Perang dimulai setelah batas waktu 48 jam yang dijatuhkan Presiden George W Bush berakhir.

Bush memberikan 48 jam kepada Presiden Irak Saddam Husein dan kedua anaknya, Uday dan Qusay,

agar meninggalkan Irak. Ultimatum Bush tersebut tidak ditanggapi oleh Saddam. Suara-suara yang

menentang perang sama sekali tidak didengarkan oleh AS.

Berbagai alasan dikemukakan AS untuk mencari pembenaran atas invasi yang dilakukannya ke

Irak. Menurut menteri pertahanan AS Donald Rumsfeld, tujuan invasi militer itu untuk mengakhiri

pemerintahan Saddam Husein dan membantu Irak transisi menjadi negara demokratis; menemukan dan

menghancurkan senjata pemusnah massal, program senjata dan teroris, mengumpulkan data intelijen

mengenai jaringan senjata pemusnah massal dan teroris, mengakhiri sanksi dan memberikan bantuan

kemanusiaan, menjamin keamanan ladang minyak dan sumber minyak Irak, dan masih banyak alasan

lainnya yang dijadikan dasar untuk menyerang Irak.

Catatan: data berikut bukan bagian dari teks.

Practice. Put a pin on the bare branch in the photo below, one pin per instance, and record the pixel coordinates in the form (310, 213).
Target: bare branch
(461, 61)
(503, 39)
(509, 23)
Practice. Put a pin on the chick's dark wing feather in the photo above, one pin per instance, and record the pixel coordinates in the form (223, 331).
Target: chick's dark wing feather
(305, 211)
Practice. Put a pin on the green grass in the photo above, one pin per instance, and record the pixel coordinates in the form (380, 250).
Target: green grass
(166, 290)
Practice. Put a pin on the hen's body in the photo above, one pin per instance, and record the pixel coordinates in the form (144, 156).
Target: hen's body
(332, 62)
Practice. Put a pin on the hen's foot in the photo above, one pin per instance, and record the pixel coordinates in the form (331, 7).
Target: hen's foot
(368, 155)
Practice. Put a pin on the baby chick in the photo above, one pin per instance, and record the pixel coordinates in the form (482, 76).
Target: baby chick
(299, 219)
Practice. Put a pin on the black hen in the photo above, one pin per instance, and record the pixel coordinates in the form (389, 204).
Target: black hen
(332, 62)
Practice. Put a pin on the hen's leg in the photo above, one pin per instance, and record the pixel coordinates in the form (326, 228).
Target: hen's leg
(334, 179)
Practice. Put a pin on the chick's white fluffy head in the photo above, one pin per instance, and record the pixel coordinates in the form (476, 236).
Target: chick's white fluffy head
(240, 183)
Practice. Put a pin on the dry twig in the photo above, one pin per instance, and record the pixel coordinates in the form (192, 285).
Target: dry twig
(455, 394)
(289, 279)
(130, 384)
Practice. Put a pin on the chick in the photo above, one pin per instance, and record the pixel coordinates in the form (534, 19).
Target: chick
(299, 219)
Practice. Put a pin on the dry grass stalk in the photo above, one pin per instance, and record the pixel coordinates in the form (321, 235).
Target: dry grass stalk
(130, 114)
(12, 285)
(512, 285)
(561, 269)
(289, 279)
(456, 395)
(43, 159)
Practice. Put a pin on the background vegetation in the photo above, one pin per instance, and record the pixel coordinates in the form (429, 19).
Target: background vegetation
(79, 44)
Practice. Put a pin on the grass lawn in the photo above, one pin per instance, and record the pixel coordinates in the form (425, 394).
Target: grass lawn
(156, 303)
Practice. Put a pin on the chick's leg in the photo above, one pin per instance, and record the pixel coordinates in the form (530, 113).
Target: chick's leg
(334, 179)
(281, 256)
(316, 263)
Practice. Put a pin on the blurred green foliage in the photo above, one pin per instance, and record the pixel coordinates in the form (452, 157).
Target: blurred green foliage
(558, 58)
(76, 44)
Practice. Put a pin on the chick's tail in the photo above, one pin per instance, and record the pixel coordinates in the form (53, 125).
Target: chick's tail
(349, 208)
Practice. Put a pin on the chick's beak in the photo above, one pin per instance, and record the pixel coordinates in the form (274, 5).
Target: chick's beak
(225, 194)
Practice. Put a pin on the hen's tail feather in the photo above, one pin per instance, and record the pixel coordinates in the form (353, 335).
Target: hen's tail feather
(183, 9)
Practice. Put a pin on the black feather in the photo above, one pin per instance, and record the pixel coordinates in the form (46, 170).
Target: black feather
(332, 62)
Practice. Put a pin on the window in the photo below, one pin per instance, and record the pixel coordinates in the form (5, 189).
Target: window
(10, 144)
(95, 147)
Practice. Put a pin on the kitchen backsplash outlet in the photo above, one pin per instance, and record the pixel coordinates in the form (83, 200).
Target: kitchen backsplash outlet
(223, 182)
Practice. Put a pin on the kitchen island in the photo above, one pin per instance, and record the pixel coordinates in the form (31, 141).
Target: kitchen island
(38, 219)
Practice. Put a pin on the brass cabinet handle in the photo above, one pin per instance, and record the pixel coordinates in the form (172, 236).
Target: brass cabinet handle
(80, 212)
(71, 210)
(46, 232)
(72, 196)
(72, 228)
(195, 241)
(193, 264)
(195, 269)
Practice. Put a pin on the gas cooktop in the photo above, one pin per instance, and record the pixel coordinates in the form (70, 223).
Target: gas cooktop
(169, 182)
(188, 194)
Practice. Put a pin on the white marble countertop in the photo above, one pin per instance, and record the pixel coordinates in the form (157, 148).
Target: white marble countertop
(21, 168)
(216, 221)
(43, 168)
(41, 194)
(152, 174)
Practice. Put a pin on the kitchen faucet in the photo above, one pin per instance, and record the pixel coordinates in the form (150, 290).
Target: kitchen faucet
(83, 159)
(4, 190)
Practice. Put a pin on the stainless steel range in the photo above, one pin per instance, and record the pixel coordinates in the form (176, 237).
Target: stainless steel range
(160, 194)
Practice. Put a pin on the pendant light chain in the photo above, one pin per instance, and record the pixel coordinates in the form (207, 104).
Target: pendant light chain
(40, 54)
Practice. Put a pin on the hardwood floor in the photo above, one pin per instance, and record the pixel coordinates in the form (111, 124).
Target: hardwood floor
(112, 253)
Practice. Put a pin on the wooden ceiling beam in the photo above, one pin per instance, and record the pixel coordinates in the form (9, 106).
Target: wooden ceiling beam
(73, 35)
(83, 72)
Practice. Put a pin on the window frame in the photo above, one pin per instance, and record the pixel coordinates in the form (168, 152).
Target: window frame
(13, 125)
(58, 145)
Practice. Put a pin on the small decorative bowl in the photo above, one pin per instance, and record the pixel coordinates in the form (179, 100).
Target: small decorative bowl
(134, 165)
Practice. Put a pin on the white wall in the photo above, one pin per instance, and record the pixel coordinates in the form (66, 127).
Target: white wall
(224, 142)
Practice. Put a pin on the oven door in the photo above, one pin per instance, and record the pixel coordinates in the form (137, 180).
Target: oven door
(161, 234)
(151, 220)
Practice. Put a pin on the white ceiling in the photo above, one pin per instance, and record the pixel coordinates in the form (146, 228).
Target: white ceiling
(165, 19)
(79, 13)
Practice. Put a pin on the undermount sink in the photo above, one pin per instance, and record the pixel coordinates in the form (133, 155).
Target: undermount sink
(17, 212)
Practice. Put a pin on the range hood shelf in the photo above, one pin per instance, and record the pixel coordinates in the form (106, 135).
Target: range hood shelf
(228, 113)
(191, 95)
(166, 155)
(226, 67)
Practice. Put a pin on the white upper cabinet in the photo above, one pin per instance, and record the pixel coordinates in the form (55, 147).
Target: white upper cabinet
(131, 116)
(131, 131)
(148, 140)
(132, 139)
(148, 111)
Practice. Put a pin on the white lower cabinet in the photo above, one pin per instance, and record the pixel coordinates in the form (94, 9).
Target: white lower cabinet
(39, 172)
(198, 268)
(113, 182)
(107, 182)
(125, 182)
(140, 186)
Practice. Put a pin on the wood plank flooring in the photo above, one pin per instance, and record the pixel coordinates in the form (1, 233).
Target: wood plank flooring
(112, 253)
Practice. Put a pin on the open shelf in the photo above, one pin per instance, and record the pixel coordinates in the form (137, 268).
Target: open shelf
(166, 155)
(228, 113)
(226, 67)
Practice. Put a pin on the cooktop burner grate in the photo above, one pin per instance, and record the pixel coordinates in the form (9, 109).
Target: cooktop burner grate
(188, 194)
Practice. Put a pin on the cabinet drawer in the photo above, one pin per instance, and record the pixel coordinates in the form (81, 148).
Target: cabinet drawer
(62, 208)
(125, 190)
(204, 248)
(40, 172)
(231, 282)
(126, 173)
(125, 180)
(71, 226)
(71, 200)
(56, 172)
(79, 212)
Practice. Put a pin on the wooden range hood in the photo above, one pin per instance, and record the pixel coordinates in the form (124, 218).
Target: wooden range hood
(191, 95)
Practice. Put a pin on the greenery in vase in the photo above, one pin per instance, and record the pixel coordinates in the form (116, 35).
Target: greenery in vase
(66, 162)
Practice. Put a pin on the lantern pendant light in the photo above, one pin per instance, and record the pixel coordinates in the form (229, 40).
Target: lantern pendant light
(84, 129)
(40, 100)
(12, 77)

Akan tetapi apapun alasannya, akibat dari invasi tersebut sungguh sangat fatal. Ribuan

bangunan hancur, kacaunya sistem pemerintahan dan banyaknya korban yang berjatuhan. Hingga akhir

2004 tercatat sudah sekitar 1265 tentara gabungan yang dikoordinasi oleh AS tewas dengan rincian

1.123 tentara AS, 70 tentara Inggris, 7 tentara Bulgaria, 1 tentara Denmark, 2 tentara Belanda, 2 tentara

Estonia, 1 tentara Hongaria, 19 tentara Italia, 1 tentara Latvia, 13 tentara Polandia, 1 tentara Elsalvador,

3 tentara Slovakia, 11 tentara Spanyol, 2 tentara Thailand dan 9 tentara Ukraina. Sementara jumlah

penduduk sipil yang menjadi korban perang, menurut tercatat 16.352 orang, dan jumlah korban tersebut

akan semakin bertambah dari hari kehari.